Ulaya Gadalla (Freitag, 10 Mai 2019 19:52)
Ich denke mit Liebe an meine Eltern zurück, die schon nach dem Krieg ein anderes Verständnis von Konsum hatten: Qualität statt Quantität, heimische Produkte bevorzugen, Wegwerfgesellschaft verachten. Ich sehne mich nach dem Luxus meiner Jugend: Noch halbwegs intakte Natur, gesunde Lebensmittel, kein Plastik. Auch unter den Gesichtspunkten der Ästhetik: Es gab noch wunderschöne Blumengärten, viele bauten ihr eigenes Gemüse an.Ich denke an einen Biologielehrer, der bereits in den 70erJahren uns Schülern das Funktionieren eines Ökosystems genau erklärte und genau voraussah, was heute passiert, uns beschwor, dagegen anzukämpfen.

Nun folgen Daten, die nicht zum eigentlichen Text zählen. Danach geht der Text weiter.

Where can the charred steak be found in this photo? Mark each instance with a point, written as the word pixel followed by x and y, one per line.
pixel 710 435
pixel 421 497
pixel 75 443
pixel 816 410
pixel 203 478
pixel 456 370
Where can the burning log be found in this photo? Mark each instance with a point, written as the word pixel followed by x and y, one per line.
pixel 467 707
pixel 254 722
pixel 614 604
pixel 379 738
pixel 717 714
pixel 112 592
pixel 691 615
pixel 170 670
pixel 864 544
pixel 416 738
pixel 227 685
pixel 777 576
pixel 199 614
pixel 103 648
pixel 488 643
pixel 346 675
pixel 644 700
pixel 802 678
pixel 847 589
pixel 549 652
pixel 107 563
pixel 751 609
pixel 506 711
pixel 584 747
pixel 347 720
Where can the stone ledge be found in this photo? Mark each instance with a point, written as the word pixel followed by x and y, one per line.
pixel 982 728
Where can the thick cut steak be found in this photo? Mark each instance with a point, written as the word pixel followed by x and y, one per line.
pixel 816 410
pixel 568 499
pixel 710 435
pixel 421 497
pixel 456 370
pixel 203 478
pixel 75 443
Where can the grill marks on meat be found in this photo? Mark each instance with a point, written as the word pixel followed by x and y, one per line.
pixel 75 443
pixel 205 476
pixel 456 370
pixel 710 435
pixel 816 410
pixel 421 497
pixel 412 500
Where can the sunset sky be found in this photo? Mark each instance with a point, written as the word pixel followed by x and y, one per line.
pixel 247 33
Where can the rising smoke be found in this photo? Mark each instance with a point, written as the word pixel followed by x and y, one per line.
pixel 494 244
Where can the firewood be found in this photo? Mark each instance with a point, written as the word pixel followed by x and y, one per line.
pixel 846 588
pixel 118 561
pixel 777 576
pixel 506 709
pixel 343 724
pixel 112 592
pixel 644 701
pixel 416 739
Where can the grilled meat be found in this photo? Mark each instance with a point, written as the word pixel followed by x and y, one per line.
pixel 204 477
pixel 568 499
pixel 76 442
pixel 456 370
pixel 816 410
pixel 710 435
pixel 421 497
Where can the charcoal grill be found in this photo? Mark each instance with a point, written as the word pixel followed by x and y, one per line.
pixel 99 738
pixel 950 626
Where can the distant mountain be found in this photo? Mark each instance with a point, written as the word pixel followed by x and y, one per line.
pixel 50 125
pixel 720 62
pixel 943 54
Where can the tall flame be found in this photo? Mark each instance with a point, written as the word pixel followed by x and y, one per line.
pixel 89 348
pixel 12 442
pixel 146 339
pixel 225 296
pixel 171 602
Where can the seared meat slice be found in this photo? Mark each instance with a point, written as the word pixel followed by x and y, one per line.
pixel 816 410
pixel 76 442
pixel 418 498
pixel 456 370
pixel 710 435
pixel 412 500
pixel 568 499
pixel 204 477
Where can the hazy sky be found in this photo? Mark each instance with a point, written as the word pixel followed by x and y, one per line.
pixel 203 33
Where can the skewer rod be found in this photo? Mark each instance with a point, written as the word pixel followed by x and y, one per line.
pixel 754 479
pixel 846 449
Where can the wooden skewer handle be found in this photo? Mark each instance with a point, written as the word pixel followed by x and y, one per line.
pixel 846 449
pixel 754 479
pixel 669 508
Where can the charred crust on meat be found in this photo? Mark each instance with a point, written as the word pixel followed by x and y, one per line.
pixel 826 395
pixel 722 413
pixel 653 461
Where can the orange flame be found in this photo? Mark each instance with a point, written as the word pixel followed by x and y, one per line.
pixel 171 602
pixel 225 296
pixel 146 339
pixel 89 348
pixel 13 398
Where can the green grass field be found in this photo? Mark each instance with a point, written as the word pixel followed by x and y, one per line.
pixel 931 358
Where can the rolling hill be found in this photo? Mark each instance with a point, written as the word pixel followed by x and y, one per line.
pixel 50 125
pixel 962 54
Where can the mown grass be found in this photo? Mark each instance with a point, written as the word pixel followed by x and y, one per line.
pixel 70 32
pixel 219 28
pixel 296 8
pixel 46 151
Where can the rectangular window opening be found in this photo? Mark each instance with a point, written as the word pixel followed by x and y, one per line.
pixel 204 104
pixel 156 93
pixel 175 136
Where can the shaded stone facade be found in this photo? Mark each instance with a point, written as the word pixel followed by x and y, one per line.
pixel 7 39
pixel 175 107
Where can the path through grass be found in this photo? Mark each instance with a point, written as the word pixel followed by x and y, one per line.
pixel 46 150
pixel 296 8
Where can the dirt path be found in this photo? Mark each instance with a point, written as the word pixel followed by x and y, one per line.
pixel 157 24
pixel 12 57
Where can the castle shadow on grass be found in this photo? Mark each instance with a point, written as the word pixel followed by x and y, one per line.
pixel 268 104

Mein Beitrag heute? Ich kämpfe gegen die Plastikflut, mache, wo es geht, auf die Überbevölkerung der Erde aufmerksam, versuche in meiner Umgebung das Konsumverhalten von uns allen zu thematisieren.
Maiken (Samstag, 11 Mai 2019 00:01)
Danke für eure Kommentare. Ich komme gerade von einem Vortrag von mir zurück "Yes. Do panic. Warum Greta Therborg recht hat und was wir tun können." Sehr angeregte Diskussion danach. Und das Schöne: Es geht ganz viel ums Miteinander; um das "Zusammen-den-Weg-Beschreiten", zusammen sich einsetzen. Es gibt sehr viel Wollen, aber noch viel Hilflosigkeit - wie genau die Dringlichkeit angehen, wie das alles in meinem Kollegium, in meinem Dorf, in meiner Gemeinde so vermitteln, dass meine Mitmenschen motiviert werden? Der Spagat zwischen Aufklären und Motivieren, ohne Depressionen auszulösen, ist schwierig, aber auch wunderbar. Mehr aufzeigen, was wir verlieren, die Schönheit, die Ruhe, die Schönheit...das ist wesentlich. Und nicht nur hoffen, dass andere es richten, sondern selbst tun, was immer wir können. Danke für euren Einsatz!